The Ash Wednesday bushfires were a series of bushfires that occurred in south-eastern Australia on 16 February 1983, which was Ash Wednesday in the Christian calendar. Within twelve hours, more than 180 fires fanned by winds of up to 110 km/h (68 mph) caused widespread destruction across the states of Victoria and South Australia.In Victoria, 47 people died, while in South Australia there were 28 deaths. This included 14 CFA and 3 CFS volunteer fire-fighters who died across both states that day. Ash Wednesday was one of Australia’s costliest natural disasters. Over 3,700 buildings were destroyed or damaged and 2,545 individuals and families lost their homes. Livestock losses were very high, with over 340,000 sheep, 18,000 cattle and numerous native animals either dead or later destroyed.
On Ash Wednesday, fire ripped through Cockatoo about 7.30pm. As the sirens sounded, many townsfolk, mainly women, children and the elderly, fled to the kinder for sanctuary. When the flames swept across them and the building filled with smoke, they lay on the floor with wet towels over their heads while firefighters climbed on to the roof to rescue them.
In 2016, that kindergarten was re-opened as the Ash Wednesday Bushfire Education Centre; a place of learning about the events of Ash Wednesday, as well as a place of reflection and remembrance.
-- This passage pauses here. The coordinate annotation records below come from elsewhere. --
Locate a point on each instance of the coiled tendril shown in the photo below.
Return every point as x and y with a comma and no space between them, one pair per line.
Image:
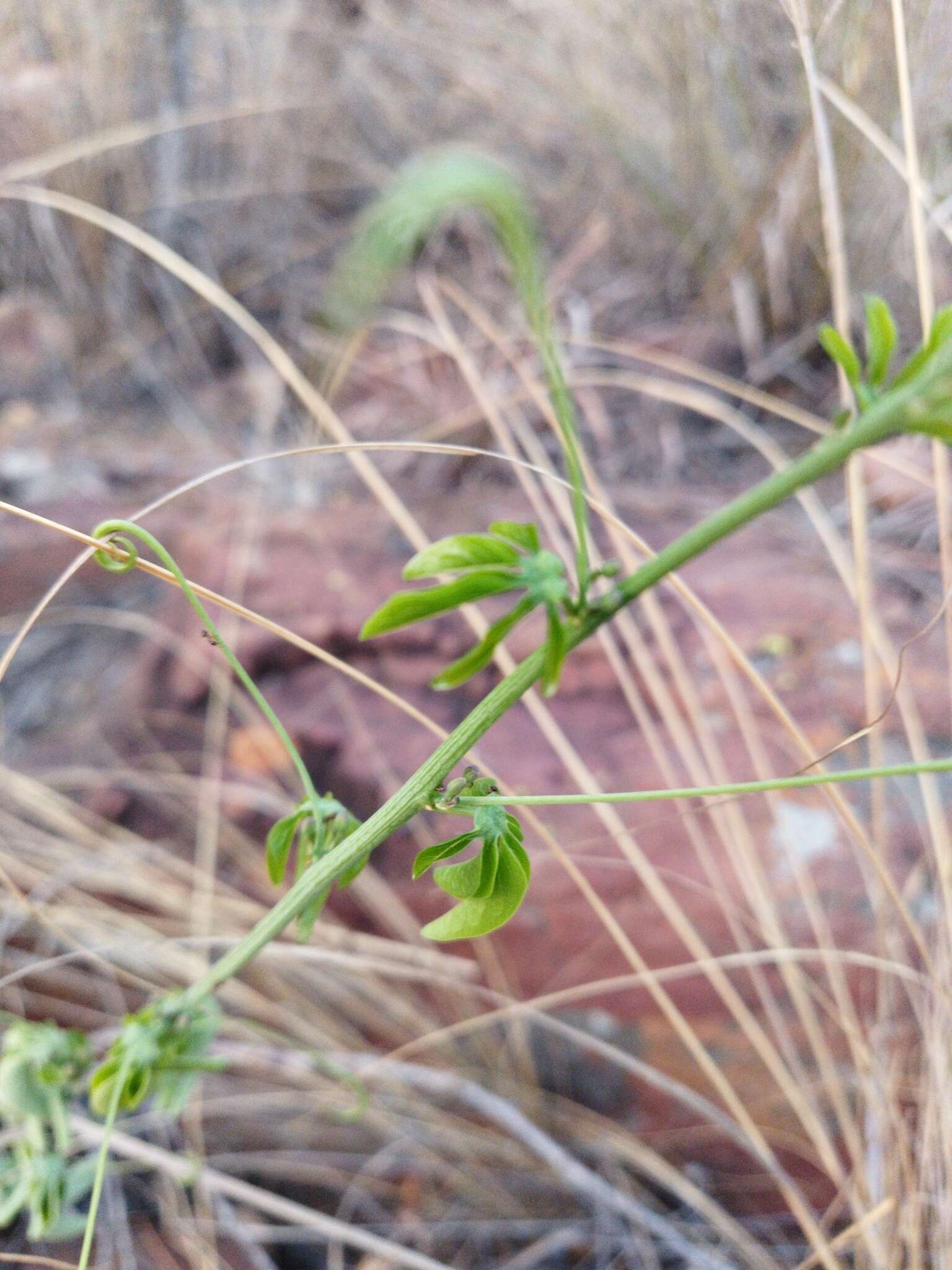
111,563
120,534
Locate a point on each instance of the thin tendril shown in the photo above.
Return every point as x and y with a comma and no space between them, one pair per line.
116,533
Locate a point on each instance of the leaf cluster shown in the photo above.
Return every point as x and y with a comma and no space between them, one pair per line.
316,827
490,886
870,378
42,1068
159,1053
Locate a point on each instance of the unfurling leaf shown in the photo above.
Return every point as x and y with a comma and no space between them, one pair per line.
415,606
277,850
523,535
480,916
431,856
842,352
490,887
880,339
557,648
482,654
461,551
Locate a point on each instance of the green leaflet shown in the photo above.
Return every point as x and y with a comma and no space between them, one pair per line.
524,536
880,339
278,845
557,649
941,328
480,916
414,606
431,856
491,886
843,353
487,564
159,1050
319,825
461,551
490,822
482,654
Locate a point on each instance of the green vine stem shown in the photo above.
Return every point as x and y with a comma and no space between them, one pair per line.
102,1162
117,534
886,417
781,783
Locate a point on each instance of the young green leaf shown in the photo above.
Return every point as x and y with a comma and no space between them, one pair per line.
513,830
915,363
461,881
524,536
472,878
475,917
557,648
482,654
415,606
842,352
880,339
430,856
277,850
460,551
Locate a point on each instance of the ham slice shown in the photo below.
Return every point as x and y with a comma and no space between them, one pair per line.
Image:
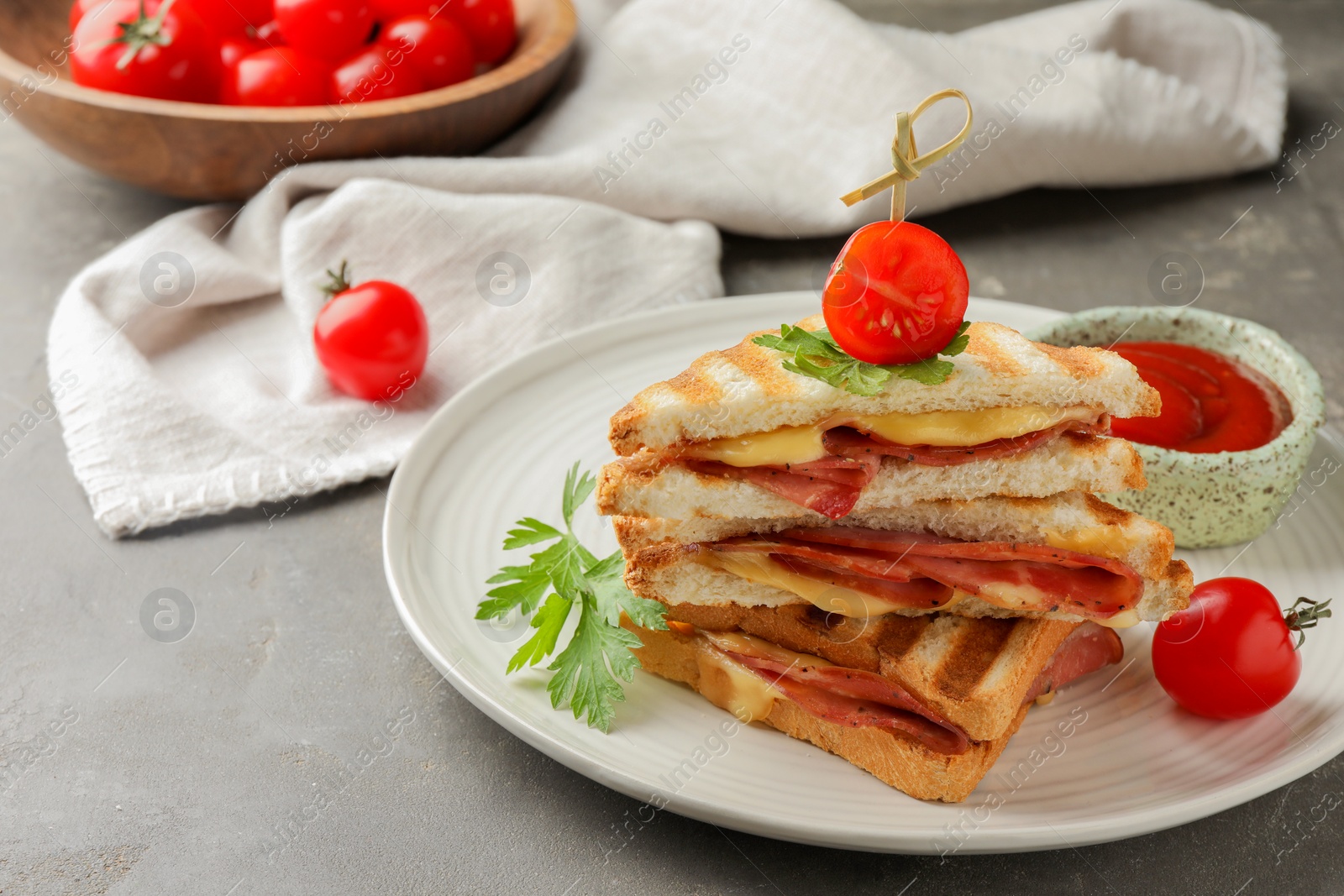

This memorial centre provides a place to remember those who lost their lives or were affected by the Ash Wednesday bushfires. The fires claimed the lives of six people and destroyed much of the Cockatoo township.Additionally, the centre pays tribute to the efforts of firefighters and other emergency services workers during the fires, as well as educating visitors on how to protect themselves against the threat of bush fires.
Ash Wednesday Bushfire Education Centre Garden
The Black Saturday bushfires were a series of bushfires that ignited or were burning across the Australian state of Victoria on and around Saturday, 7 February 2009 and were among Australia’s all-time worst bushfire disasters. The fires occurred during extreme bushfire-weather conditions and resulted in Australia’s highest ever loss of life from a bushfire; there were 180 direct fatalities. Many were left homeless as a result. As many as 400 individual fires were recorded on 7 February.
The Ash Wednesday Bushfire Education Centre currently has on loan a poignant display from The Phoenix Museum up in Marysville, and the centre will be open on the 7th of Feb in memory of the 10th anniversary of Black Saturday. It will be open from 3pm until 8 pm. Entry is $2 per person or $5 per family
When you make the time to get over to Cockatoo to check out the Ash Wednesday Bushfire Education Centre, be sure to take a moment or two in the reflective garden; it features a Corymbia ficifolia tree (red flowering gum) planted by the late Princess of Wales and Prince of Wales during their March 1983 visit to Cockatoo.